Peploe and Cadell were both born in Edinburgh and both travelled to Paris as young men to study art, although at different times. In the late 19th century, Paris was the centre of the “avant-guard” cultural revolution, and both artists were very influenced by the French impressionist painters of the time such as Cezanne, Matisse and Manet. This influence resulted in Peploe and Cadell adopting a painting style with a fluid handling of paint and full of strong colour and light.
They brought this vibrant French approach to their paintings back to Scotland. In 1909 Cadell established a studio in Edinburgh and met Peploe who became a life-long friend. From around 1912 Cadell would regularly arrive on the island of Iona to paint. He introduced Peploe to Iona in 1920 and they returned most summers thereafter until 1933. Both painters found the tranquillity of the island a welcome break from life in Edinburgh. Between the wars, Iona was at its most popular as an artist community with Peploe and Cadell prominent and popular members. Immediately after the war, Peploe became well known because of the large number of paintings he produced, which were very popular with buyers.
Peploe had been captivated by the intensity of light in France, which he also found on Iona. His favourite spot was the northern, rocky coastline, with its dramatic views towards Mull. He painted in all weathers, often with a palette of cool greens and blues. His paintings show his delight in the island’s geology and the play of light on sand and sea. He returned to outlining form in black, which he first adopted during his years in Paris.
Cadell was likewise inspired by the light and colours of Iona’s coastline and the effects on the landscape by the rapidly changing weather. He was technically a brilliant artist, producing luminous seascapes and landscapes, seldom using preliminary sketches. On Iona he painted directly onto the panel in the open air with an immediacy which is clear in the freshness of his work. Iona’s turquoise seas and pristine beaches were the perfect subject for his landscapes which brought him commercial success.
The Scottish Colourists were internationally known during their lifetimes. In 1924, Cadell sold twenty-two paintings of Iona and over thirty in both 1925 and 1926. Peploe mounted solo exhibitions in Edinburgh, Glasgow and New York, with healthy sales.
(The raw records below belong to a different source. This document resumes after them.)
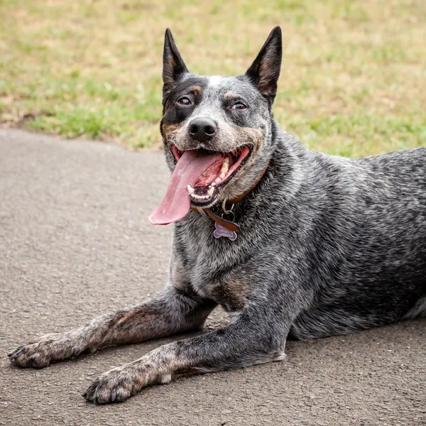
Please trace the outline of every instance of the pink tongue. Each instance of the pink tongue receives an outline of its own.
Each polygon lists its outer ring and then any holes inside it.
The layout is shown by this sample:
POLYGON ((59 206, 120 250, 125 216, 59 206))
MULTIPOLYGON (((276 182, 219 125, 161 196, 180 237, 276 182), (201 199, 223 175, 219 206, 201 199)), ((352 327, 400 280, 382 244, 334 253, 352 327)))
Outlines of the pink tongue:
POLYGON ((185 151, 176 164, 164 200, 151 213, 149 222, 167 225, 185 216, 191 205, 187 185, 194 187, 200 175, 222 157, 218 153, 200 154, 195 150, 185 151))

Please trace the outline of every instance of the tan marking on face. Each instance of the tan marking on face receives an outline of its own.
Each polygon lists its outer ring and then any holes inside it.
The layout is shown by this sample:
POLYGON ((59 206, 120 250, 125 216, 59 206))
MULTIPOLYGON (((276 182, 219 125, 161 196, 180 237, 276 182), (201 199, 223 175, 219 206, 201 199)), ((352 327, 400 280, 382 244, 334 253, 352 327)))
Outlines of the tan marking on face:
POLYGON ((237 96, 238 95, 233 92, 227 92, 225 93, 225 100, 233 101, 236 97, 237 97, 237 96))

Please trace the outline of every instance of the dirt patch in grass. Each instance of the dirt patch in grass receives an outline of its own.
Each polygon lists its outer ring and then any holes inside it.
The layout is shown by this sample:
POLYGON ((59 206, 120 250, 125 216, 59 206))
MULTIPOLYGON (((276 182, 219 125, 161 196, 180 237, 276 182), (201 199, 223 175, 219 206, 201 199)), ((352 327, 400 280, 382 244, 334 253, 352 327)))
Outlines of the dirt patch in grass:
POLYGON ((192 72, 237 75, 279 24, 284 129, 349 156, 426 141, 424 1, 3 0, 0 15, 3 126, 157 146, 165 28, 192 72))

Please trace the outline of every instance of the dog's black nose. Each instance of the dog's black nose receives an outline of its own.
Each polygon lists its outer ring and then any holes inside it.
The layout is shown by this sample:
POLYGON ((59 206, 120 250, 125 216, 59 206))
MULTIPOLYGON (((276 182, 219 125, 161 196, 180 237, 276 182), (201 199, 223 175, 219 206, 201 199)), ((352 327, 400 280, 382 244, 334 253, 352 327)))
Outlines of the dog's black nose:
POLYGON ((200 117, 190 123, 190 135, 199 142, 209 141, 217 130, 216 123, 211 119, 200 117))

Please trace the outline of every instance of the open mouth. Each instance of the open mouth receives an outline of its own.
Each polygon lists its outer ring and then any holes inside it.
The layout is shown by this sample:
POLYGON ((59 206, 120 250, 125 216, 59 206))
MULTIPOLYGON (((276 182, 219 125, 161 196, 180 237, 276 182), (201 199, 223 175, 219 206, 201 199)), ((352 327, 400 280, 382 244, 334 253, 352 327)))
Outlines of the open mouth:
POLYGON ((175 145, 171 146, 172 152, 178 162, 182 156, 193 155, 195 160, 209 158, 207 168, 195 180, 193 185, 187 184, 187 190, 191 204, 202 207, 211 204, 226 186, 236 171, 245 163, 251 153, 247 146, 237 148, 231 152, 222 153, 205 149, 181 151, 175 145))

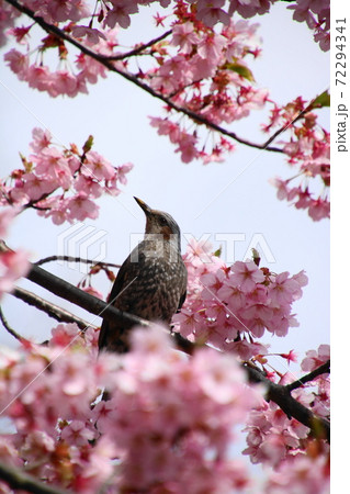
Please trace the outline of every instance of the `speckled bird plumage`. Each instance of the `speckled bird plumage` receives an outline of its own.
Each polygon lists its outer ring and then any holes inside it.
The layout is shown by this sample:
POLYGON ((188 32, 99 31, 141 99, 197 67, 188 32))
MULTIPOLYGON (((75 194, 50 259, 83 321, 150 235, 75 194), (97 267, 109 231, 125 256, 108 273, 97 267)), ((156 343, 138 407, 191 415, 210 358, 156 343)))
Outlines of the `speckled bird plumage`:
MULTIPOLYGON (((135 198, 146 214, 145 238, 123 262, 109 296, 116 308, 148 321, 171 322, 184 302, 187 268, 181 257, 180 228, 168 213, 151 210, 135 198)), ((99 349, 125 352, 132 324, 103 321, 99 349)))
Group exhibitions took place in London and Paris, resulting in acquisitions for the French and British national collections.
The work of the Scottish Colourists fell out of favour in the 1950’s, but in the 1980s there was a renewed interest in their work, which was largely responsible for introducing post-impressionist painting to Scotland. In 2011 a Peploe still life painting sold for £937,250 and in 2020 a painting of Iona by Cadell sold for £64,000.